Florida Politics and POLITICO Florida reported the pick Tuesday night, relying on unnamed sources and Bell’s own professional website, which said she is “currently on permanent assignment as the Director of Cannabis for the state of Florida.” That language was later deleted from the site.
At the press conference, Fried went out of her way to portray Bell as connected to Florida; cannabis advocates began criticizing her selection Tuesday night on social media, lamenting that she was an outsider.
“She has long family roots in the state of Florida,” Fried said, adding that Bell’s husband attended the University of Central Florida and they have family in Ponte Vedra Beach.
Bell has been consulting for “the cannabis/hemp, entertainment, and finance industries” since last August. Her site also says she “created a turn-key package for banking the cannabis and hemp industries for financial institutions.”
When asked at the press conference what her first task as director would be, Bell hesitated: “That’s a great question … I need to do a lot of research, get to know the team. I’ll work with the Commissioner to put an outline together for her vision. Then we’ll be implementing that.”
Fried, though, has said she wants the new Director to start the rule-making process for growing hemp in Florida, for example. That follows the Farm Bill that was passed and signed by President Trump last year, which legalized regulated production of hemp.

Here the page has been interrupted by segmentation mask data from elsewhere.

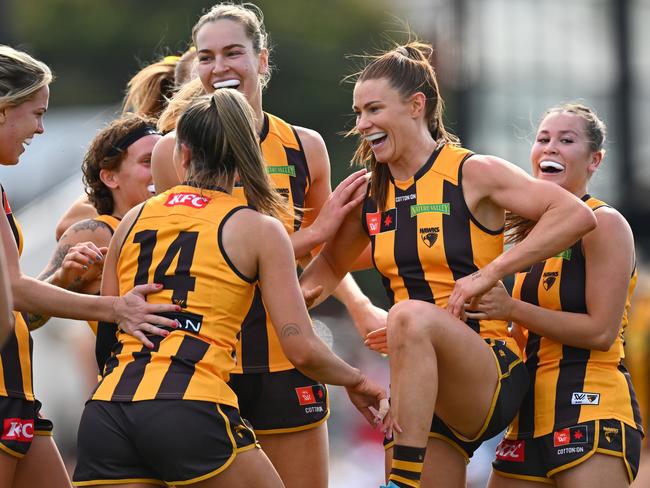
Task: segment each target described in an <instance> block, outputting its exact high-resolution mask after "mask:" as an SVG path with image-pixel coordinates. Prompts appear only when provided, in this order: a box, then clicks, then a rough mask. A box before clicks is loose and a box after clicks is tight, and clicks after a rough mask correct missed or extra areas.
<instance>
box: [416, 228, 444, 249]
mask: <svg viewBox="0 0 650 488" xmlns="http://www.w3.org/2000/svg"><path fill="white" fill-rule="evenodd" d="M439 232H440V227H423V228H421V229H420V239H422V242H424V244H425V245H426V246H427V247H432V246H433V245H434V244H435V243H436V241H437V240H438V233H439Z"/></svg>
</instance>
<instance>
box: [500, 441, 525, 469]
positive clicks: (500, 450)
mask: <svg viewBox="0 0 650 488" xmlns="http://www.w3.org/2000/svg"><path fill="white" fill-rule="evenodd" d="M525 448H526V441H524V440H518V441H515V440H510V439H503V440H502V441H501V442H499V445H498V446H497V452H496V457H497V459H501V460H503V461H510V462H514V463H523V462H524V461H525V460H526V450H525Z"/></svg>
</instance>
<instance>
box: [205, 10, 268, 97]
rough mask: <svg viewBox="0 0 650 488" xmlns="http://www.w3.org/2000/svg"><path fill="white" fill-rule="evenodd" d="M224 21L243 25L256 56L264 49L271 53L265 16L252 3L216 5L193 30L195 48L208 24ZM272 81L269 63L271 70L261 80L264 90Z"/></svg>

The Department of Health, under Gov. Ron DeSantis, largely occupies the field of medical marijuana, but the Agriculture Department’s food experts are supposed to oversee “processing requirements” of marijuana for edible consumption.

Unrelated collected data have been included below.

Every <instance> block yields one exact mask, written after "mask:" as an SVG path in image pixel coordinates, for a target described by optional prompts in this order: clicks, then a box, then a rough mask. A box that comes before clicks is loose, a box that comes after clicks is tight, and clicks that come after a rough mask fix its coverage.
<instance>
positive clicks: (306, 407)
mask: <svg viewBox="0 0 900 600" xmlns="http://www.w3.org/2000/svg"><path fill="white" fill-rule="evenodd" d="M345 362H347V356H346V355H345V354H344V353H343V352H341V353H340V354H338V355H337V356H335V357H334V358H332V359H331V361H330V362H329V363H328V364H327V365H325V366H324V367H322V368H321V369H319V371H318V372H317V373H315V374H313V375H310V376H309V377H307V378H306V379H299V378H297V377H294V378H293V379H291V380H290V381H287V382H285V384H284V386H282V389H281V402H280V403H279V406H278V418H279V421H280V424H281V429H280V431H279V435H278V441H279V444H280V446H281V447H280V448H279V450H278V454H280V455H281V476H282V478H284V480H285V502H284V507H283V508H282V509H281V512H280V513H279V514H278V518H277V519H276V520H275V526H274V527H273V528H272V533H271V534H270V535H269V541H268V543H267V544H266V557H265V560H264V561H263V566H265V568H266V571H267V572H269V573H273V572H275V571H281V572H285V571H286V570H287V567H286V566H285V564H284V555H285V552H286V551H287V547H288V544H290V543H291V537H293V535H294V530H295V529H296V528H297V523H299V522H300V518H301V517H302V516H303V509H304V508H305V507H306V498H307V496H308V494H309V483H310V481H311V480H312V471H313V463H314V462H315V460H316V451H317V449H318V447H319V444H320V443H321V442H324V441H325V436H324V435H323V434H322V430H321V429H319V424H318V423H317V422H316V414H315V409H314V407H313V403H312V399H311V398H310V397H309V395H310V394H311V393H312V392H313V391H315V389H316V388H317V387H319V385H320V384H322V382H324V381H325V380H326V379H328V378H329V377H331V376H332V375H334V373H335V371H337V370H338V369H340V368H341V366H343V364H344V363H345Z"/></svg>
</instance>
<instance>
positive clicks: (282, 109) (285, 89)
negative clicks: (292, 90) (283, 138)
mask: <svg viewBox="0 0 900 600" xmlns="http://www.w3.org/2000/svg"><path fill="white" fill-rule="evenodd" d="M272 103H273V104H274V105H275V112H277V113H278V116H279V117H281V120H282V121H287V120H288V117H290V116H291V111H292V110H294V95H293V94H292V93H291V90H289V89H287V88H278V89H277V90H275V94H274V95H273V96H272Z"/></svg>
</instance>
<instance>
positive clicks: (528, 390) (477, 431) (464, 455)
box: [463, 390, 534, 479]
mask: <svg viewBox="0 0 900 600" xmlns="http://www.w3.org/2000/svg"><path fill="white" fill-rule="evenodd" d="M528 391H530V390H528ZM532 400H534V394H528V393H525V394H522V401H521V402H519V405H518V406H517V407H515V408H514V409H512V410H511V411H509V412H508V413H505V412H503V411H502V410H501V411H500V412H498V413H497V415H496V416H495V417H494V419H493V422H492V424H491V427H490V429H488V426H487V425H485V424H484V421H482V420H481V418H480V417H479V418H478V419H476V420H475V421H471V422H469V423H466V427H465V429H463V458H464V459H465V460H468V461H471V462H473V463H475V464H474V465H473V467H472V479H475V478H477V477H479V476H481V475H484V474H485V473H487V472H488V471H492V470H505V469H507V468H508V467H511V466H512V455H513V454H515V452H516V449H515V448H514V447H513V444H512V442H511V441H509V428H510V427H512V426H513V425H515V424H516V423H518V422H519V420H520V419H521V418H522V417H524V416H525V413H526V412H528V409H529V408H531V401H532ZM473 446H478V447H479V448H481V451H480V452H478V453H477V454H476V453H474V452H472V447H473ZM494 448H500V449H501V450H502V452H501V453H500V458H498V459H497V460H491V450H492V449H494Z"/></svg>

And it was her experience in trying to marry banking and the marijuana industry that caught Fried’s eye, she said.
Medical marijuana providers around the country have been vexed by how to handle their money because, as The New York Times explained, “selling marijuana violates federal law (and) handling the proceeds of any marijuana transaction is considered to be money laundering.”

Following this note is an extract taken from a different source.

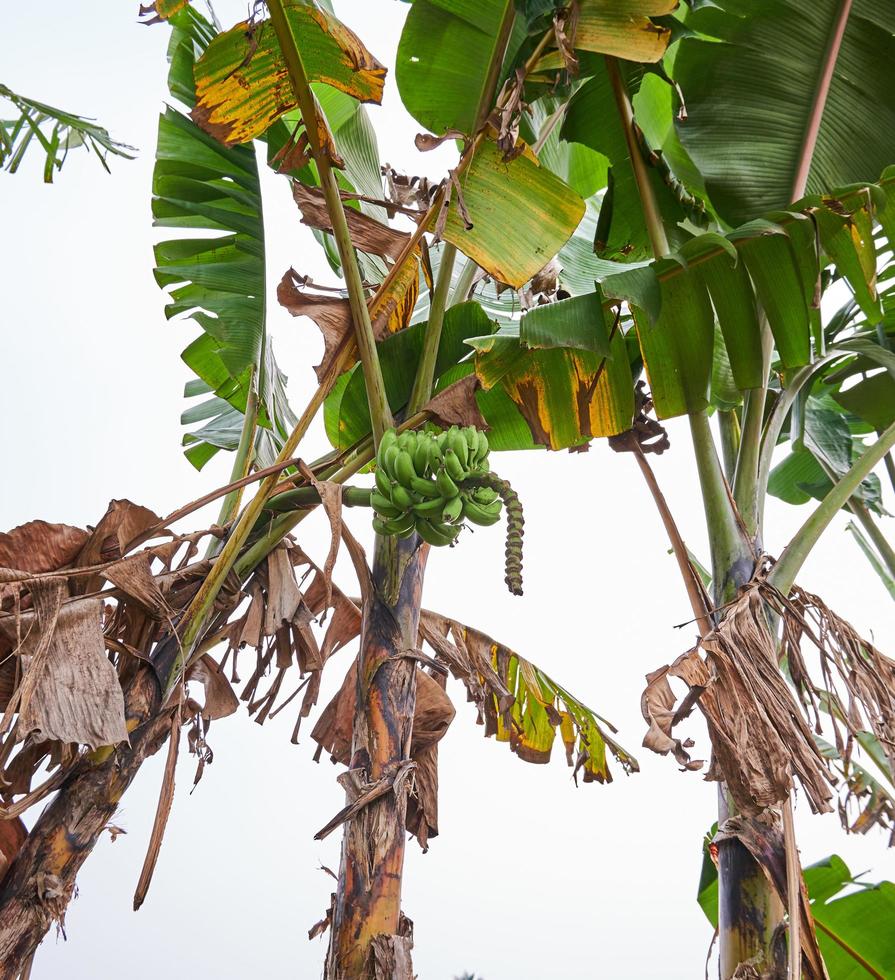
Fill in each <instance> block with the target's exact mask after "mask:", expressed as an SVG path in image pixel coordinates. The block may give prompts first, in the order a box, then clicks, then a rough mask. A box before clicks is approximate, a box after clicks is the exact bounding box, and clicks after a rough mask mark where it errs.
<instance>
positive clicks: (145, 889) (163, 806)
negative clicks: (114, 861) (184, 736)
mask: <svg viewBox="0 0 895 980" xmlns="http://www.w3.org/2000/svg"><path fill="white" fill-rule="evenodd" d="M179 751H180V706H179V705H178V707H177V709H176V710H175V711H174V713H173V715H172V716H171V731H170V734H169V735H168V757H167V759H166V761H165V772H164V774H163V776H162V788H161V790H160V791H159V798H158V806H157V807H156V811H155V820H154V821H153V823H152V833H151V834H150V837H149V847H148V848H147V850H146V857H145V858H144V859H143V867H142V869H141V871H140V878H139V880H138V881H137V887H136V890H135V891H134V911H135V912H136V911H138V910H139V908H140V906H141V905H142V904H143V902H144V900H145V899H146V893H147V892H148V891H149V886H150V884H151V883H152V875H153V874H154V872H155V866H156V863H157V862H158V856H159V852H160V851H161V848H162V840H164V837H165V827H167V826H168V816H169V815H170V813H171V804H172V803H173V802H174V772H175V770H176V768H177V756H178V754H179Z"/></svg>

Bell also has been a director of business development for Denver firm Safe Harbor Services, where she educated the “Board of Directors and employees on the real story of the cannabis industry,” and was a “practice management consultant” for ProEquities Broker Dealer in Birmingham, Alabama.
One patient advocate, who asked not to be named, said Bell now needs to meet with those “who dug the well and carried the water in Florida since this industry finally started in 2014. Especially those who fought before it was a reality.
“She will have to earn their respect,” said that person, who did not apply for the position. “We have worked long and hard battles. Ms. Bell did not pay any dues here.”